Allerdings: auch wenn noch nirgends öffentlich zugänglich, regeln die "Rules of Engagement", die die beteiligten Regierungen für den ISAF-Einsatz aushandelten und in denen die jeweiligen nationalen Vorbehalte im Ziel und im Ergebnis festgeschrieben worden sind, den Einsatz militärischer Gewalt. Für deutsche Soldaten, die in Afghanistan militärisch notwendige und begründete Entscheidungen treffen müssen, macht sich dies in der seit Juli 2009 neu gefassten Taschenkarte fest, die wohl auch mit Blick auf die deutsche Staatsanwaltschaft präzisiert worden war. Allem vorgelagert dürfte der öffentlich nicht zugängliche Allgemeine Umdruck 1/100 sein, der als "Handbuch für Einsätze der Bundeswehr im Frieden außerhalb des Hoheitsgebietes der Bundesrepublik Deutschland" Näheres regelt.

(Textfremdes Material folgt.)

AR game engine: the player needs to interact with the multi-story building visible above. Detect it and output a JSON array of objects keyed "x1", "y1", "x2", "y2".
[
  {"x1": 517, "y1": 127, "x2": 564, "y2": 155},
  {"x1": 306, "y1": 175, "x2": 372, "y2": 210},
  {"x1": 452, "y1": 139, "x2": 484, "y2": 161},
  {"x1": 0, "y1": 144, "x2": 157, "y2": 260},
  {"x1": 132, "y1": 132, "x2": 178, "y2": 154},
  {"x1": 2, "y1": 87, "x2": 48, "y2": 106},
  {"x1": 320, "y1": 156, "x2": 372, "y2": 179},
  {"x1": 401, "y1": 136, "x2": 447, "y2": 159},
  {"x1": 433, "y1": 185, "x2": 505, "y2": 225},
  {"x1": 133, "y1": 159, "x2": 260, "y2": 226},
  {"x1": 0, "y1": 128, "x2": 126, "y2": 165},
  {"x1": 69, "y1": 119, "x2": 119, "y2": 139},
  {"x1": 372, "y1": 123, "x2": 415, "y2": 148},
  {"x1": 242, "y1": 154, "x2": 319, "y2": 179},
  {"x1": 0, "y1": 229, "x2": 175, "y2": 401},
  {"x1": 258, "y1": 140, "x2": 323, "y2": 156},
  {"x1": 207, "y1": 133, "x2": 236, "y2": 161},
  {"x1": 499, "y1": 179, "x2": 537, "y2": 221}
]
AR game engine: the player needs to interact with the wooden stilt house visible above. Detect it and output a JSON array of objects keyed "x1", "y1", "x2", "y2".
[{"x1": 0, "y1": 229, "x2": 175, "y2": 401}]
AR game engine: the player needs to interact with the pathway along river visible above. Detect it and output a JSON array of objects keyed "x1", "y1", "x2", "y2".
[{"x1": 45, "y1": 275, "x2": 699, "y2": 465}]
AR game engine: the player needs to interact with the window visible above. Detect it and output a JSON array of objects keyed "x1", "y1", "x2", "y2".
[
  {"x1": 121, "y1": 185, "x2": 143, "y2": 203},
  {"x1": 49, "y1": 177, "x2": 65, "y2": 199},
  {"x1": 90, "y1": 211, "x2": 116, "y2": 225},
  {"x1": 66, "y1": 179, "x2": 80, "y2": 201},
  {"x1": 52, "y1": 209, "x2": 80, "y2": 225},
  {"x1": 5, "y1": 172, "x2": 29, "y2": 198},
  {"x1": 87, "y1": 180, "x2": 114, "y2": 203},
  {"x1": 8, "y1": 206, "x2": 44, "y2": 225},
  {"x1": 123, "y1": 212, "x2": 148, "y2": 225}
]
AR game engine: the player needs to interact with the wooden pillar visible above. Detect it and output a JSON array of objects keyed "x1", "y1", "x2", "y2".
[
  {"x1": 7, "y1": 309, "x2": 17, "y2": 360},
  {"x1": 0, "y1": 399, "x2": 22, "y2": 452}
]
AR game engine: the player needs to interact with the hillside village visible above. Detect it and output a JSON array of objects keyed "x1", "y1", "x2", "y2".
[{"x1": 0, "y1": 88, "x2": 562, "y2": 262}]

Mit der Entscheidung, das äußerste Mittel im Stabilisierungs- und Unterstützungseinsatz zugunsten der afghanischen Regierung zu integrieren, gilt zu bedenken, dass dieses dann zur Wirkung kommen muss, sofern eine gebotene militärische Situation dies erforderlich macht. Der Generalinspekteur der Bundeswehr nannte das zuletzt "einmalig". Es jedoch auszuschließen würde dem Prinzip Hoffnung frönen, was dem zuwiderlaufen würde, was der Vater des in Afghanistan zu Tode gekommenen Soldaten anlässlich der feierlichen Eröffnung des Ehrenmals der Bundeswehr vor den versammelten staatlichen Verfassungsorganen im Bendlerblock so umschrieb: "Wir können es ertragen, wenn man die realen Umstände beim Namen nennt." Womöglich wollte der Vater mit seinen Worten etwas aufbrechen, was bislang eher verdrängt wurde.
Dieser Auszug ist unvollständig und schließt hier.